Suspilne Sport
- Country: Ukraine
- Headquarters: Kyiv, Ukraine

Programming
- Language: Ukrainian
- Picture format: 1080i HDTV (downscaled to 16:9 576i for the SDTV feed)

Ownership
- Owner: Suspilne
- Sister channels: Pershyi Suspilne Kultura

History
- Launched: 14 August 2023; 2 years ago (test broadcast) 29 November 2023; 2 years ago (regular broadcasts)

Links
- Website: suspilne.media/sport

= Suspilne Sport =

Suspilne Sport (Суспільне Спорт) is a Ukrainian sports television channel, operated by the Public Broadcasting Company of Ukraine.

The brand appeared in 2020 as a section in its website. After 2022, the brand began to materialize due to the corporate rebrand, eyeing closer to the launch of a linear television channel, which was achieved in 2023.

==History==
Even before the network was launched, the brand first appeared on 20 August 2020. Suspilne's digital division was eyeing the creation of a single digital ecosystem for its website, as well as the potential of expanding the corporation's sports coverage.

On 23 May 2022, Suspilne introduced its new brand identity; Suspilne Sport adopted green as its color.
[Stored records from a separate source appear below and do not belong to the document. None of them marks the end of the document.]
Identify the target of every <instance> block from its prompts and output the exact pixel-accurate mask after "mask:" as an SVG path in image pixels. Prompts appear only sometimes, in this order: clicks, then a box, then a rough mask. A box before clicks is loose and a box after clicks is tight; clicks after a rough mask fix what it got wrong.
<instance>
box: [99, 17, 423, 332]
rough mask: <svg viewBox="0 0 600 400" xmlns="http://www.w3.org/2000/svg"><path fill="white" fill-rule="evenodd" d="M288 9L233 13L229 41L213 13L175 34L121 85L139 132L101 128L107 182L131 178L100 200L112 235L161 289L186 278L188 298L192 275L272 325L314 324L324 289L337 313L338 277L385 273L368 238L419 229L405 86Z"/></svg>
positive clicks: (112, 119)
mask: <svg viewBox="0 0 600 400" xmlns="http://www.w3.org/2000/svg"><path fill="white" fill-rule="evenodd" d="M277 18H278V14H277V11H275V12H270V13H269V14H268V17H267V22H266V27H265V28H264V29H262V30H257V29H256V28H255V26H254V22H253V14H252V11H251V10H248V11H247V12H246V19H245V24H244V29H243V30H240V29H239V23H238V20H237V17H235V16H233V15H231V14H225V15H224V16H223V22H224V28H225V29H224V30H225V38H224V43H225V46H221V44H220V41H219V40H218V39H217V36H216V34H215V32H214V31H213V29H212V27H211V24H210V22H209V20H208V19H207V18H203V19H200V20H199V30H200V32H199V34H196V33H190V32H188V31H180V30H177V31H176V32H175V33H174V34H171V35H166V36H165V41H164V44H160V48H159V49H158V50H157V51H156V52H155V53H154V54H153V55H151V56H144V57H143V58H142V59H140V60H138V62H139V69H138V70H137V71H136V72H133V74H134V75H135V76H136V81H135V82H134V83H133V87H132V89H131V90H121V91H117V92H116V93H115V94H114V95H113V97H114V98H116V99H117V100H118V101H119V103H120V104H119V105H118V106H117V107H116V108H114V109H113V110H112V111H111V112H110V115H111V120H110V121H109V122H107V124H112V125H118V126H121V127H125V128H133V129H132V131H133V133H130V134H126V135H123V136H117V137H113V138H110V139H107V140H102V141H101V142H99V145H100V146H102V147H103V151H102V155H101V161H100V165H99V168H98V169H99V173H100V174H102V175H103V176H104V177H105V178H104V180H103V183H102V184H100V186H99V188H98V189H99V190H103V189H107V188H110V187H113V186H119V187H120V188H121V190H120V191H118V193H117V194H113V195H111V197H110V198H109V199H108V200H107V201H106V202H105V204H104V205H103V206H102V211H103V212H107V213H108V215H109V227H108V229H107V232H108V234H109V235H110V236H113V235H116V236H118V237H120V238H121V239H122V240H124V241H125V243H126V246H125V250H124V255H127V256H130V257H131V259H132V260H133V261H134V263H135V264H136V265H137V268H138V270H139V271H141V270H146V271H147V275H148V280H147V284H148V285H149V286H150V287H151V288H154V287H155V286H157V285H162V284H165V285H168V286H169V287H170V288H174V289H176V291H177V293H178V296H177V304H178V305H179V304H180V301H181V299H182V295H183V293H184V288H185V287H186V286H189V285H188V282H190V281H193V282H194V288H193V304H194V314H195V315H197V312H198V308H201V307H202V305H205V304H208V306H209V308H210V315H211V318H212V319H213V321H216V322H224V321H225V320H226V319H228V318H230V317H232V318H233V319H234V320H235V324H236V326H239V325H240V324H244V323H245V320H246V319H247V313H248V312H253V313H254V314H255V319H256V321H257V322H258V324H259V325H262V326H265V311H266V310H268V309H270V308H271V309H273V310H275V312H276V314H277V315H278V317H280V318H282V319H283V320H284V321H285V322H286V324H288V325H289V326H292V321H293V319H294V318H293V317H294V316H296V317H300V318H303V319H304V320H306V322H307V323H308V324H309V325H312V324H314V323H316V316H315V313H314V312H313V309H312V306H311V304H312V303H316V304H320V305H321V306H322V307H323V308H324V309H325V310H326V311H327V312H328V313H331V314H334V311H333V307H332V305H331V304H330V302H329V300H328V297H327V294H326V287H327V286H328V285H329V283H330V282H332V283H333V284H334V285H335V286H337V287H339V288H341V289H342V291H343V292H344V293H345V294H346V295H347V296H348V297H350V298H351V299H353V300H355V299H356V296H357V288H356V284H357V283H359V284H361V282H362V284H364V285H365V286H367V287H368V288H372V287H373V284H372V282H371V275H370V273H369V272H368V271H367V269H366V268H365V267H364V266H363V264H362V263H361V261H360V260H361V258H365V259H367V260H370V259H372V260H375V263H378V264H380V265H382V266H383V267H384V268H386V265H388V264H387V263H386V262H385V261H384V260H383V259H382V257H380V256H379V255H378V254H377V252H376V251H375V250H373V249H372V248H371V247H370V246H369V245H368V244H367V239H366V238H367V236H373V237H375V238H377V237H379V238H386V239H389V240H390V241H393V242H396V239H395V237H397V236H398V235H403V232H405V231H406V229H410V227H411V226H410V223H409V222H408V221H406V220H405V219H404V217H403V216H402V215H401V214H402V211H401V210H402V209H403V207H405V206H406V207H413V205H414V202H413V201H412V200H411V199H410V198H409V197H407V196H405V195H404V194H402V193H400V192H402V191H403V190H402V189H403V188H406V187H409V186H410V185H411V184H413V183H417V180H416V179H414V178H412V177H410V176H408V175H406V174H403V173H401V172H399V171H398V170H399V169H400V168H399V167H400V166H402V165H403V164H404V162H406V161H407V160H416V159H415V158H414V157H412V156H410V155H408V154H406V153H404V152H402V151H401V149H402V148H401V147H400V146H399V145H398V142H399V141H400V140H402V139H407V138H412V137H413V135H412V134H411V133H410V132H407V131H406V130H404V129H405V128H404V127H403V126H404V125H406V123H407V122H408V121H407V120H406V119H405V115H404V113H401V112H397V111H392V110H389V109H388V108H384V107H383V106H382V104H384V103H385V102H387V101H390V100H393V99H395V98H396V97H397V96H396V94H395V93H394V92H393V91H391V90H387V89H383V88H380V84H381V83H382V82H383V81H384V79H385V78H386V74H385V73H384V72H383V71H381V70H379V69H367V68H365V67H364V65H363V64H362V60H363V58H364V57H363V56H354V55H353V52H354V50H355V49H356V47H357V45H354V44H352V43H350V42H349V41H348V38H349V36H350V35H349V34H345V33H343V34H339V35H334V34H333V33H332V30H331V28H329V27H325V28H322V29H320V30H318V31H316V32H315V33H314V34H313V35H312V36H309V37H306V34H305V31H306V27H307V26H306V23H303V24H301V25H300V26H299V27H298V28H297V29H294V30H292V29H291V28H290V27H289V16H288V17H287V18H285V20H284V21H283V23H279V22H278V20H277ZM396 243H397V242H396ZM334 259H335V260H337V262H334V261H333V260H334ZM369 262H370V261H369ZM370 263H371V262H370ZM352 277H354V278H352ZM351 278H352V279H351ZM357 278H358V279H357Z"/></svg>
From 20 November to 18 December 2022, the Suspilne Sport website and the regional stations of the corporation broadcast 46 of the 64 matches of the 2022 FIFA World Cup. In total, about 2,4 million viewers watched the matches on its website, while World Cup-related content on its YouTube channel attracted 11,7 million views.

In July 2023, Suspilne announced that the channel would begin satellite distribution in November. The corporation believed that converting a web channel to a permanent satellite channel was a "logical step", especially given the situation Ukrainian athletes have been facing since the war began. For this end, Suspilne suggested the renaming of the license of Suspilne Uzhhorod to the new Suspilne Sport channel.

On 29 November 2023, full-time broadcasts of Suspilne Sport began, on both satellite television and OTT platforms.